The customer is a venture-backed product company that helps government agencies in the US to operate and scale all government operations effectively by using state of art software. They help many governments streamline operations such as ERP, Budgeting, financial management & citizen services, all via cloud-hosted software. They power more than 1000 governments
The customer was using AWS & Kubernetes as an infrastructure platform and Datadog SaaS as the primary monitoring platform. They wanted to implement auto-scaling of workload and infrastructure/nodes to scale up and down based on demand and use resources in an optimal manner. The challenge was that Datadog at that point did not have direct integration with Kubernetes’s metric server.
The customer’s monitoring platform was built on Datadog and was used extensively for monitoring. Kubernetes’s native horizontal pod, autoscaler only integrated with the metric server for which there was no Datadog integration available.

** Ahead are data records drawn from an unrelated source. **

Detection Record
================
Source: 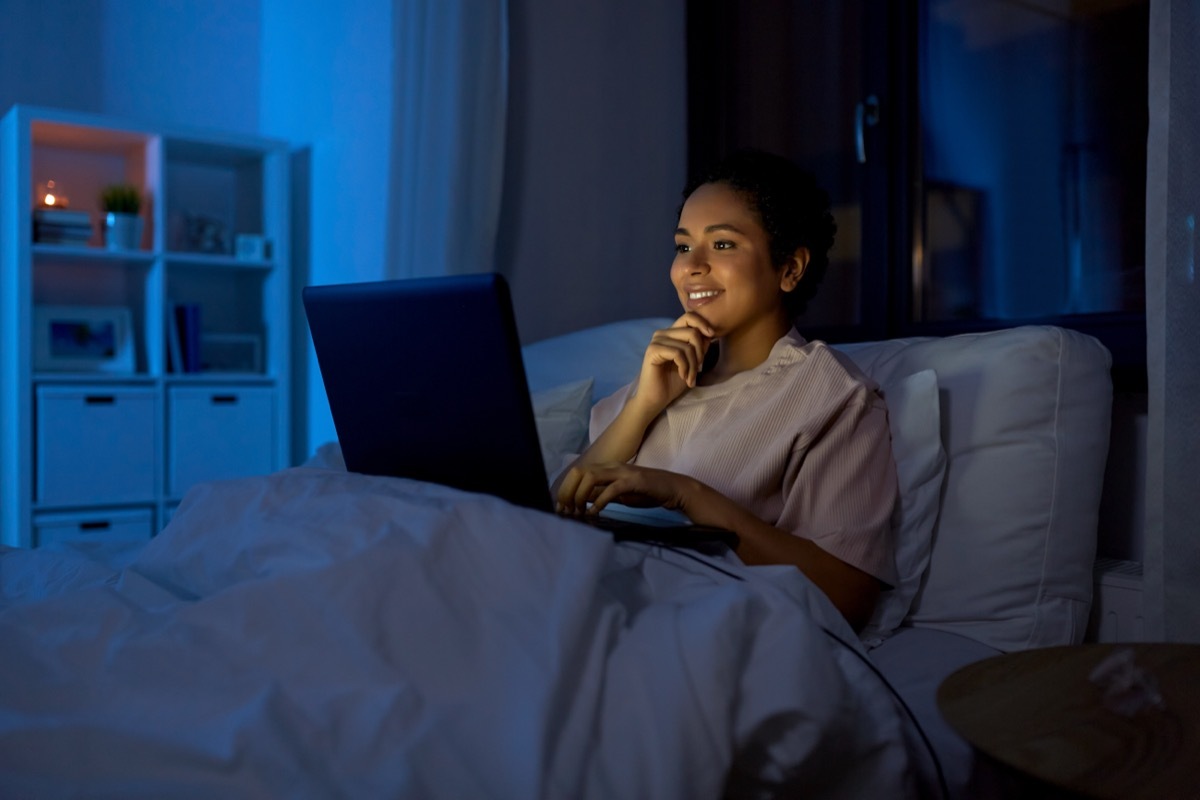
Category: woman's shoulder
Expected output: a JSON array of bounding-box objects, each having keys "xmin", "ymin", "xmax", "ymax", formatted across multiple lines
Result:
[{"xmin": 774, "ymin": 330, "xmax": 881, "ymax": 397}]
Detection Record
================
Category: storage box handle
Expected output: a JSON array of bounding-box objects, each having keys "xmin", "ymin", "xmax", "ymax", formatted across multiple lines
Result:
[
  {"xmin": 211, "ymin": 394, "xmax": 239, "ymax": 405},
  {"xmin": 79, "ymin": 520, "xmax": 112, "ymax": 531},
  {"xmin": 85, "ymin": 395, "xmax": 116, "ymax": 405}
]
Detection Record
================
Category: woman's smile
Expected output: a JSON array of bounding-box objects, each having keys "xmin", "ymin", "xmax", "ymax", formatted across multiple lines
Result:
[{"xmin": 686, "ymin": 287, "xmax": 723, "ymax": 308}]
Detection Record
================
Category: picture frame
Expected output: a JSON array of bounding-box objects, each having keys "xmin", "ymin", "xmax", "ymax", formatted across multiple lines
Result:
[
  {"xmin": 199, "ymin": 332, "xmax": 263, "ymax": 373},
  {"xmin": 234, "ymin": 234, "xmax": 271, "ymax": 262},
  {"xmin": 34, "ymin": 305, "xmax": 135, "ymax": 374}
]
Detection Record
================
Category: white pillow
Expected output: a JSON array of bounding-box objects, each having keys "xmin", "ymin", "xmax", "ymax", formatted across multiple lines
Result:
[
  {"xmin": 531, "ymin": 378, "xmax": 594, "ymax": 479},
  {"xmin": 522, "ymin": 317, "xmax": 671, "ymax": 401},
  {"xmin": 303, "ymin": 379, "xmax": 595, "ymax": 482},
  {"xmin": 860, "ymin": 369, "xmax": 946, "ymax": 646},
  {"xmin": 839, "ymin": 326, "xmax": 1112, "ymax": 652}
]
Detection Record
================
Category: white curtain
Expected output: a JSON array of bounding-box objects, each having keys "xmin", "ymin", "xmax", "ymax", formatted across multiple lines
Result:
[
  {"xmin": 387, "ymin": 0, "xmax": 509, "ymax": 278},
  {"xmin": 1144, "ymin": 0, "xmax": 1200, "ymax": 642}
]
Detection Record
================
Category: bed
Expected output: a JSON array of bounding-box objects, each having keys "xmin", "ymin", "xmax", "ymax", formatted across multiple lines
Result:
[{"xmin": 0, "ymin": 318, "xmax": 1112, "ymax": 798}]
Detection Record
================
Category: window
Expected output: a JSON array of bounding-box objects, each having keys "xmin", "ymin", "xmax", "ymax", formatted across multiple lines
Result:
[{"xmin": 686, "ymin": 0, "xmax": 1148, "ymax": 382}]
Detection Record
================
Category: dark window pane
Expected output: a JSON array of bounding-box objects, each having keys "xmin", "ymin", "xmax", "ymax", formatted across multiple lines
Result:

The path to building a horizontal pod autoscaler was not clear. After the first consultation with InfraCloud customer discovered the entire pipeline built of adapters for the newly introduced metric server. But during implementation, we found a better path of implementation – which would mean pivoting to a different design than earlier envisioned.
InfraCloud designed an end-to-end monitoring pipeline, as shown in the diagram below, using two adapters. The first adapter enabled passing metrics from Statsd agent to Prometheus by doing the appropriate conversion. The second adapter converted metrics from Prometheus to metric server format. This total pipeline allows custom metrics passed from application to metric server to be scaled.

While the implementation started based on initial design and testing was being carried out Datadog introduced the metric server compliant “Datadog cluster agent”. This would simplify the pipeline drastically by removing components and would also be supported by the provider. Infracloud recommended switching to a new design for simplicity. The implementation was then changed to a new architecture, as shown in the diagram below.

For scaling the nodes, we evaluated two options:
Escalator - An open source node autoscale from Atlassian
Kubernetes Autoscaler - the official node autoscaler from Kubernetes community
All requirements were evaluated and with a quick POC the Kubernetes Autoscaler was chosen as the tool. Kubernetes autoscaler enabled scaling of nodes in clusters based on the resource needs of the application. Scaling up and scaling down policies were defined along with pod disruption budgets for each application.
Autoscaling helped customer scale the worker application instances based on messages in queue even though Datadog at that point did not support integration with autoscaling servers of Kubernetes
With node autoscaler in place, the cost of infrastructure was optimised to the current resources in use and overall cost saving was achieved.